Teradish. Not what I would’ve expected. She thought to Vex, and then held Gail’s face firmly in her mind. “Lohkemi.”
The seeking spell shot off, a scarlet thread of light snaking through the crowd in a waving line that disappeared between a girl in red and a tall boy in brown. Setting off to find Gail, it occurred to Bridget that she hadn’t gotten a reply.
What, no sage, unbidden observations? She goaded, making her way through a kaleidoscopic fever dream of colors as she followed the spell.
When no reply came after several moments, Briddy stopped dead in her tracks. Ignoring the people that bumped into her as they made their way around her like a cold, uncaring river.
Vex? Hello? Vex! Bridget called out to the relic, but only silence answered, like the part of her that connected it to him was dull and full of fuzz. Not a wall, but there was something off, something wrong, something missing...

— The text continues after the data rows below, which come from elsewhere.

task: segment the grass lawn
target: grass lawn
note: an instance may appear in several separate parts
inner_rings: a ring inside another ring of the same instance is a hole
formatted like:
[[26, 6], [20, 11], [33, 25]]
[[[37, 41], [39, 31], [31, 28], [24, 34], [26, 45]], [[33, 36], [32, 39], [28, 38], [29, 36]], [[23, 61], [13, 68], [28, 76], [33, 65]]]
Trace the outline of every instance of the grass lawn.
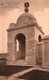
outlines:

That feeling nagged at Bridget all the way up to the open-walled expanse of the Palaisaide dining room, her scarlet thread of light weaving its way through unnoticing packs of students segregated by color in six enormous packs. Weaving her way through the crowd, Briddy spotted Gemma amidst a swath of brown for Titan’s Breath and Kurtis’ golden curls amongst Imbar’s range of reds. Ducking her head down, she hurried along her way and spotted the back of Gail’s head before the end of the spell’s thread.
Seated on one of a multitude of blankets spread across the ground, Gail straddled the border of sapphires and emeralds, looking down at the sky-blue shirt she wore in her usual sleeveless style. When Briddy got close her eyes shot up, neutrally raking her over before she turned to say something over her shoulder to Tuck.

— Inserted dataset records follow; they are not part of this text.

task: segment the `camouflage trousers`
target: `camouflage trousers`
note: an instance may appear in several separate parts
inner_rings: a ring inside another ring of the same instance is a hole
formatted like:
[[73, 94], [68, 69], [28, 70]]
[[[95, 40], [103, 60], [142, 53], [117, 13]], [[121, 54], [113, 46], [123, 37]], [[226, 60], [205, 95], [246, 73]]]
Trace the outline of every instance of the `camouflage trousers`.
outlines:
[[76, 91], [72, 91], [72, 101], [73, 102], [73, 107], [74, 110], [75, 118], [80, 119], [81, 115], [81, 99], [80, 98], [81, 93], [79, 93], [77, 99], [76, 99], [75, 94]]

“Hi,” Bridget said, ignoring the queasy feeling in her stomach.
“Hey trouble,” Gail said. Although the words were familiar, the usual flicker of personality beneath them was gone.
“Can we talk?” Bridget asked, coming to a stop in front of her.
Gail’s eyes flicked down to the dark grey blanket where she sat, long legs tucked beneath her. “About what?”
“The other day?” Bridget crouched down and took a seat, lowering her voice with a glance toward where Tuck was enthusiastically chatting with Asher.
“No.”
“But-”
“Briddy!” Asher’s grin twinkled over at her. “Good to see you.”
She didn’t miss the way his gaze darted down towards her drooping collar, and hastily plucked it up again.
“Glad you made it.” Tuck leaned back on his arms to speak over his broad shoulder. “We saved a spot for you.”
“Gail practically chucked Argus headfirst into Imbar over there,” Asher gestured with his chin to their right, opposite the cloud of green that bordered the left. “When he tried to take your place. Poor lad flew what, thirty feet?”
Letting out a snort, Gail rolled her eyes. “It wasn’t thirty feet.”
“You’re right.” Appearing from nowhere with a jingling purse in one hand and a heavily laden plate of food in the other, Warrin plopped down next to Asher and Tuck. “It was more like sixty.”
“Where’d you get that?” Tuck said, suddenly alert as he fixated on the plate.
“The money? Well, a few subtly placed investments here, some start-up capital from my parents there, but mostly taking bets for the Guildhunt. You interested Sanlaurant?” He jingled the bag again. “Odds heavily favor Gilded Down and Imbar for the highest count but with Tula Two-Hit fielding for Titan’s Breath-”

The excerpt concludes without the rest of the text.